LIMERICK FC Chairman Pat O’Sullivan is confident the club can be back playing European club football in three years time if the corporate community gets behind their ‘Backing the Blues' initiative.
Limerick FC is this week launching a major campaign, entitled ‘Backing the Blues’, to encourage businesses in the city and county to lend their financial support to the football club.
Donations would be used to help Limerick FC continue the community work aimed at helping to bring about social change in deprived communities by getting young people into soccer and helping them with classroom literacy skills.
Limerick FC is a key driver of the Reclaim programme which is a coming together of like-minded individuals and organisations, all of whom believe that sport can be used as a valuable tool, helping to engage children and young adults from disenfranchised areas of Limerick city.
As well as the local soccer club, the Partners in Reclaim, all of whom sit on the board of Directors are, LIT, Tiernan O’Neill (Corpus Christi Moyross), Fr Pat Hogan (Parish Priest Southill), Fr Tony O’Riordan (Parish Priest Moyross) and Andrew O’Byrne (formerly of St Augustin’s and currently with Garda Youth Diversion Project Moyross).
Limerick FC Chairman Pat O’Sullivan said: "We believe if we got three to four players we would be very competitive at the top half of the Premier Division. The top four teams can play in Europe.
“If we get the corporate support in Limerick there is no reason why we could not double our crowds next season.
“That would take a lot of pressure off the corporate contributions.
“Three or four more players added to the structure we have, especially if I can get our Bruff facilities fully running, because all the players can stay there in accommodation which is top class rather than staying in hotels and houses which cost us money.
“Why couldn't we be in Europe in three years?.”
O’Sullivan is also bringing some of the biggest names of Limerick senior football on board as club ambassadors.

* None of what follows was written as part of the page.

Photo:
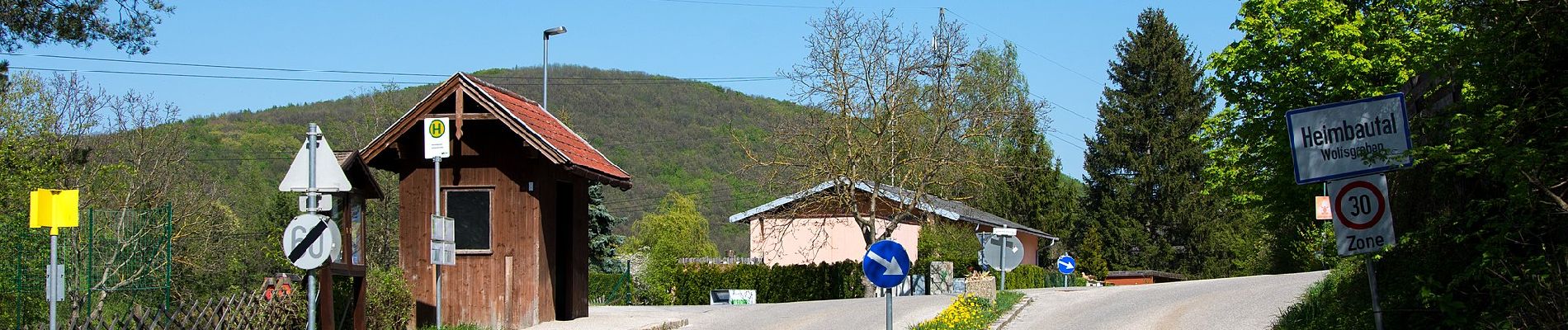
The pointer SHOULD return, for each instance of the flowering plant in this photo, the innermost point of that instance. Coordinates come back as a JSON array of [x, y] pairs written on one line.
[[968, 312]]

Players from renowned Limerick teams, including members of the League of Ireland title winning side of 1979/80 and the FAI Cup winning teams of 1970/1971 and 1981/1982, are being invited to lend their support to helping the club develop.
“I want to make all the living players from the past formal ambassadors from the club. All of them players will be given a season ticket annually.

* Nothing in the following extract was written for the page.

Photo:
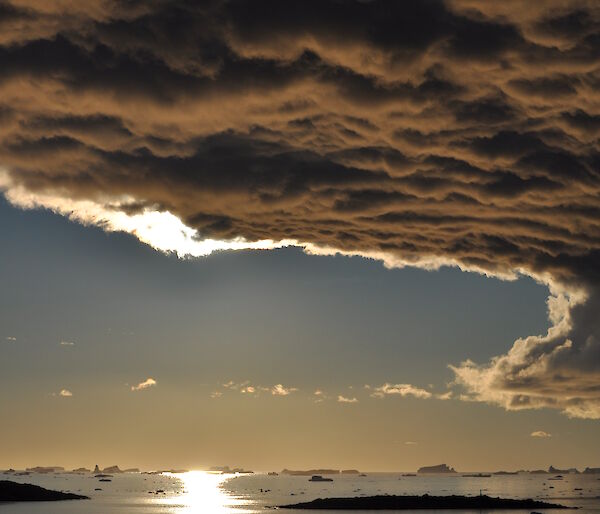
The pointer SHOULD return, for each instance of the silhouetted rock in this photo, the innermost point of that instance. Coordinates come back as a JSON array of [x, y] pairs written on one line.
[[552, 469], [112, 469], [421, 502], [319, 478], [440, 468], [14, 492]]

“We don't expect them to come to every game, but they have the freedom to come to every game.
“Perhaps there will be occasions when there is functions on for the club and we would like them to come as ambassadors. Those teams and players were fantastic for Limerick. They created something very special.

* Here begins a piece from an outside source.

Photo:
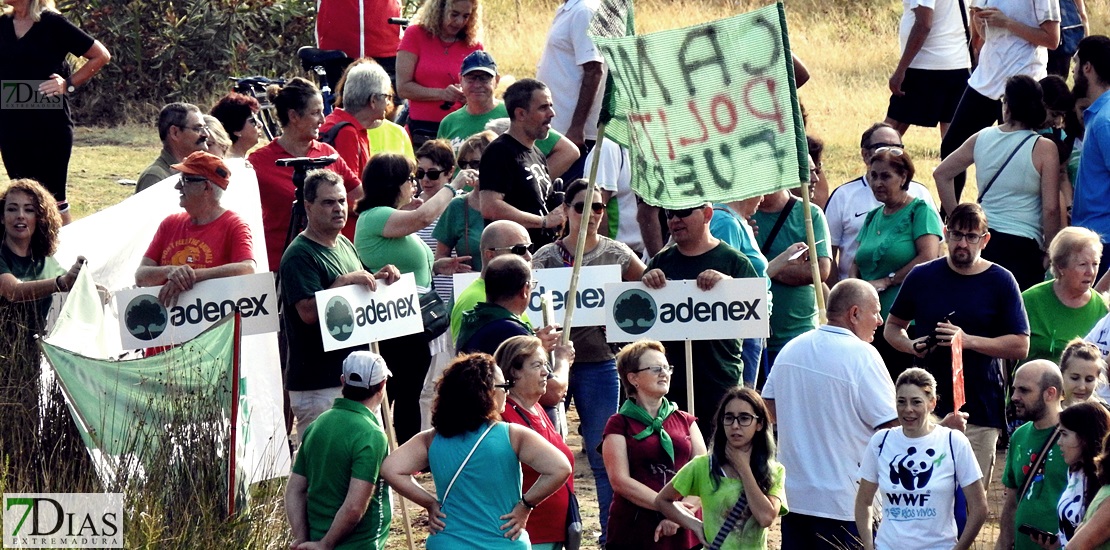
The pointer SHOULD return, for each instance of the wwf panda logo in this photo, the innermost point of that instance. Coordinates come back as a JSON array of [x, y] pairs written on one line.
[[912, 470]]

“It is only fair that we recognise them. What I would really love is to see the other elements of the football family in Limerick come on board and get behind us.
“If corporate Limerick gets behind us, from what we saw towards the second half of last season, it showed us that if you are putting the right product on the pitch and the club is presenting itself as being a community club and it is all about enhancing our city and its people, once we have a good product on the pitch and we are entertaining and you have the right facilities, there is a market for it.
“Our community work is a very positive thing for a lot of people. It has benefited an awful lot of people. We think Limerick is better because of it and certainly we know from talking to the police authority that it has been positive for them. Now what we need to do is drive it further.
“We made a breakfast presentation to quite a few companies and every one of them were really taken by the kind of work we are doing. They privately stated to us that we had a terrific community programme and they would love to support us.”
O’Sullivan said the club could have gone in two directions at the end of last season when relegated down from the Premier Division to the First Division.
“We asked just because we are in the First Division now, should we lie down and accept it, go all amateur and play our U-19 side which we could do tomorrow and you could run the club for 1/5 of what it costs to run now?
“But then you would stay in the First Division. It would be very difficult to come out of it.
“We felt let's try and follow the belief that if we can find a way to keep the core of the team together and go back up straight away, this club has the best chance of being a very good, strong club going forward.
“The players liked the manager (Martin Russell) and the style of football he plays.”